Jest wyjątkowo lekka. Wygląda bardzo naturalnie, choć zrobiona jest z sylikonu. Jej lej, w który mocuje się kikut rączki, jest antybakteryjny dzięki powłoce z jonami srebra. Jest więc higieniczna i się nie brudzi. Będzie łatwo o nią dbać. Części do niej zostały sprowadzone z Niemiec, bo tam są najlepsi na świecie producenci zaawansowanych technologicznie protez. Protetyczna rączka została natomiast złożona i dopasowana w Polsce, w firmie Orto Partner z Murowanej Gośliny.
Dziekuję za pomoc
– Nie spodziewałam się, że to będzie możliwe. Że uda się w tak krótkim czasie zebrać tyle pieniędzy. Dziękuję wszystkim za okazaną pomoc – mówiła wzruszona Iwona Fronia, mama Andżeliki.

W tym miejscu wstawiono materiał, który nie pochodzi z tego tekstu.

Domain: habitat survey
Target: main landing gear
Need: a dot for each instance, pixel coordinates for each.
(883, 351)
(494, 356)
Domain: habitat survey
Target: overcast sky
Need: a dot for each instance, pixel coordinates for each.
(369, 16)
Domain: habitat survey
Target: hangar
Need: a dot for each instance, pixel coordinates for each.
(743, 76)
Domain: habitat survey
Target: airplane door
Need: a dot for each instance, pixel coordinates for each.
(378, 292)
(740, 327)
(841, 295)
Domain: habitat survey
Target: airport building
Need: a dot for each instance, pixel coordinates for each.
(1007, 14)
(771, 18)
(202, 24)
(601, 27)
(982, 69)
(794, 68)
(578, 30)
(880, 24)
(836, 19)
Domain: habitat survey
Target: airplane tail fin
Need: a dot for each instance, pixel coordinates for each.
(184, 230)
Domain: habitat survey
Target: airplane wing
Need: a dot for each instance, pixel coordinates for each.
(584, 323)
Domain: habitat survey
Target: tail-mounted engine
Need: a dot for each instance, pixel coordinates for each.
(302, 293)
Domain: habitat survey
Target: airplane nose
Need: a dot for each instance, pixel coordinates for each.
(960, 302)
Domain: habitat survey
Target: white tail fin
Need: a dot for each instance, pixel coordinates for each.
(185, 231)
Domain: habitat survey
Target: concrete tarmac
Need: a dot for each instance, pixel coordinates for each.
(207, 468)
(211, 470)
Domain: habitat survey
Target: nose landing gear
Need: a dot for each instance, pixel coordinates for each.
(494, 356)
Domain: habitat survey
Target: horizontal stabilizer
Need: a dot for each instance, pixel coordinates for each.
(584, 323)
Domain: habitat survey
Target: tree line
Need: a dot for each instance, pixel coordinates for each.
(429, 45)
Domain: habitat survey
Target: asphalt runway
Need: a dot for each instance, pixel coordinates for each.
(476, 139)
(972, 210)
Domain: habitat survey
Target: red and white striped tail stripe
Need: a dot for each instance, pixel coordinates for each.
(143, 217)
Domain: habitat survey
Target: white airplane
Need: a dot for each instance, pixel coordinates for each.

– To proteza kosmetyczna, której zadaniem jest przede wszystkim stabilizacja kręgosłupa, bo skolioza u tak małego dziecka pozbawionego ręki jest niemal nieunikniona. Ale oczywiście ułatwi też Andżelice życie. Dziewczynka dzięki niej będzie mogła pomagać sobie przy codziennych czynnościach. W protetycznej dłoni można zginać paluszki. Proteza zgina się również w łokciu. Liczymy na to, że Andżelika przyzwyczai się do jej noszenia, co ułatwi dalszą rehabilitację i za kilka lat, gdy podrośnie, pozwoli na dopasowanie dla niej tzw. MYO protezy, która pozwala na sterowanie ręką za pomocą impulsów – tłumaczy Mariusz Andrzejewski z firmy Orto Partner.
Machina ruszyła
Do tej pory rodzina dziewczynki nie szukała pomocy u innych. Jednak wieść o tragicznym w skutkach wypadku rozeszła się po okolicy w mgnieniu oka. W pomoc zaangażowali się zarówno mieszkańcy Wyszanowa, jak i władze samorządowe, z burmistrzem Wieruszowa Rafałem Przybyłem na czele. To on wprawił w ruch pomocową machinę. Do akcji włączyły się lokalne szkoły, parafia, dom kultury oraz łódzka fundacja Happy Kids. To na jej konto przekazywane były pieniądze ze zbiórek, a jej prezes Aleksander Kartasiński nadzorował konsultacje medyczne, zakup protezy i dalszą rehabilitację.
– Dziękuję wszystkim, którzy przyłączyli się do akcji. Dziewczynka jest na początku życiowej drogi. A zaczyna bardzo trudno. Dzięki bezinteresownej pomocy wielu osób na koncie jest już ponad 30 tys. zł. I tak jak obiecałem, Andżelika przed końcem stycznia ma pierwszą protezę. To bardzo istotne, bo musi nauczyć się żyć w inny sposób niż jej rówieśnicy – mówi Aleksander Kartasiński, prezes Happy Kids.
Ale to nie koniec zbiórki. Fundacja cały czas udostępnia konto, bo z upływem lat konieczna będzie wymiana protez i długotrwała rehabilitacja.
– Andżelika musi nauczyć się z tym żyć, a jej mama będzie musiała nauczyć się obsługiwać protezy. Liczymy na to, że strumień pieniędzy nie przestanie płynąć, ponieważ chcemy zebrać środki na bioprotezę, która jest bardziej zaawansowana i pozwoli na jeszcze sprawniejsze funkcjonowanie dziewczynki – podsumowuje Kartasiński.